1. Khadhouri S, Gallagher KM, MacKenzie KR, et al. The IDENTIFY Study: The Investigation and Detection of Urological Neoplasia in Patients Referred with Suspected Urinary Tract Cancer; A multicentre observational study. BJU Int 2021;128(4):440-50.
2. National Institute for Health & Care Excellence (NICE). Suspected cancer: recognition and referral: NICE guideline [NG12]. London, UK; NICE; 2015.
3. Tan WS, Ahmad A, Feber A, et al. Development and validation of a haematuria cancer risk score to identify patients at risk of harbouring cancer. J Intern Med 2019;285(4):436-45.
4. Tan GH, Shah SA, Ann HS, et al. Stratifying patients with haematuria into high or low risk groups for bladder cancer: A novel clinical scoring system. Asian Pacific J Cancer Prev 2013;14(11):6327-30.

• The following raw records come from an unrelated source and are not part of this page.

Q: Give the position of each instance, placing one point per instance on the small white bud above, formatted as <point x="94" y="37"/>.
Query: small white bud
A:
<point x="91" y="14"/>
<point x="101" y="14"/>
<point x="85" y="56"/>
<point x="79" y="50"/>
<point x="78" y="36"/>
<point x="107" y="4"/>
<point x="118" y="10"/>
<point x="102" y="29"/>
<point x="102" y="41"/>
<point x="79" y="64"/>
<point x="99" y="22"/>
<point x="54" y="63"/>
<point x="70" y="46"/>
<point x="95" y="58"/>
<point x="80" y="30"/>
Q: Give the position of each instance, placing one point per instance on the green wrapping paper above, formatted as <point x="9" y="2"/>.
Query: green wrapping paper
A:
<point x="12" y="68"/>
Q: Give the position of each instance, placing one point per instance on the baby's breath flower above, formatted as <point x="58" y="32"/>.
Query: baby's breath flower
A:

5. Matulewicz RS, Rademaker A, Meeks JJ. A simplified nomogram to assess risk of bladder cancer in patients with a new diagnosis of microscopic hematuria. Urol Oncol Semin Orig Investig 2020;38(4):240-6.
6. Loo RK, Lieberman SF, Slezak JM, et al. Stratifying risk of urinary tract malignant tumors in patients with asymptomatic microscopic hematuria. Mayo Clin Proc 2013;88(2):129-38.
7. Cha EK, Tirsar LA, Schwentner C, et al. Accurate risk assessment of patients with asymptomatic hematuria for the presence of bladder cancer. World J Urol 2012;30:847-52.